House Lust: A Gorgeous DIY Renovation in North Kingstown

The recovering fixer-upper is back on the market and looking better than ever -- and without losing a drop of its charm.

Last year, in an installment of Rhode Island Monthly‘s “Save This Old House,” I waxed on about an 1800s farmhouse on Tower Hill Road in North Kingstown’s Allenton neighborhood. The house needed updating but was priced accordingly and had plenty of the good stuff, too. Mechanicals come and go, but clapboard, pretty front porches and heart-of-pine flooring last a lifetime — or two; this house is estimated to be 170 years old.

Since then, the property went under contract twice, but nothing stuck. So the homeowners — a couple with school-age kids — decided to take the place off the market and get ahead of the work themselves. The roof, the kitchen, the bathrooms, the flooring, the intimidating plaster repairs: They tackled it all. They were saving this old house themselves. Then, the coronavirus struck Rhode Island.

“There is still finish work to be done,” says real estate agent Karen Wilder of Mott and Chace Sotheby’s, who admittedly has a soft spot for the place. “The property desperately needs landscaping, the outbuilding has a new roof but remains in need of siding, and the house itself could probably use a fresh coat of exterior paint in the next couple of years. These were all things my sellers had hoped to do, but COVID-19 changed their daily life drastically.”

According to Wilder, the husband — who bought the house as a bachelor and has been chipping away at it for nearly a decade — is a front-line worker in the medical field. His wife has taken on the difficult task of homeschooling their three children.

“They just don’t have the time to do things they planned to do themselves, and we’ve not been able to get contractors to fill the gap,” says Wilder. “In any event, what we need is a buyer who loves antique homes, is grateful that all the ‘big’ stuff has been upgraded, and is excited about adding their own personal finishing touches.”

The home was listed on March 18, ten days before Governor Gina Raimondo announced the state’s stay-at-home order. Wilder says she’s seen a steady stream of inquiries and hosted some showings. No serious offers, though.

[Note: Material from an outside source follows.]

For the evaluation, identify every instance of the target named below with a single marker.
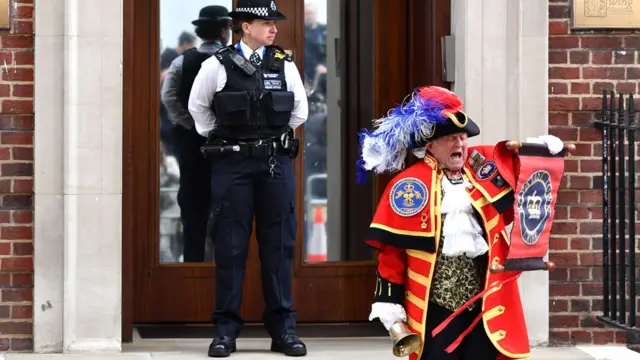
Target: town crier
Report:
(440, 225)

“I know all too well that many buyers today want a professionally staged home that looks like the ‘after’ reveal on an HGTV show,” she says. “If need be, my sellers will keep chipping away at tasks until we reach that point, and then we’ll adjust the price accordingly. But I feel there has to be a serious buyer out there who sees the value in a solid home that just needs a little cosmetic elbow grease.”

The new price is well below comparable properties on the market, a reflection of the work to be done and the sellers’ overall motivation. Wilder adds, “This old house would be grateful for the love.”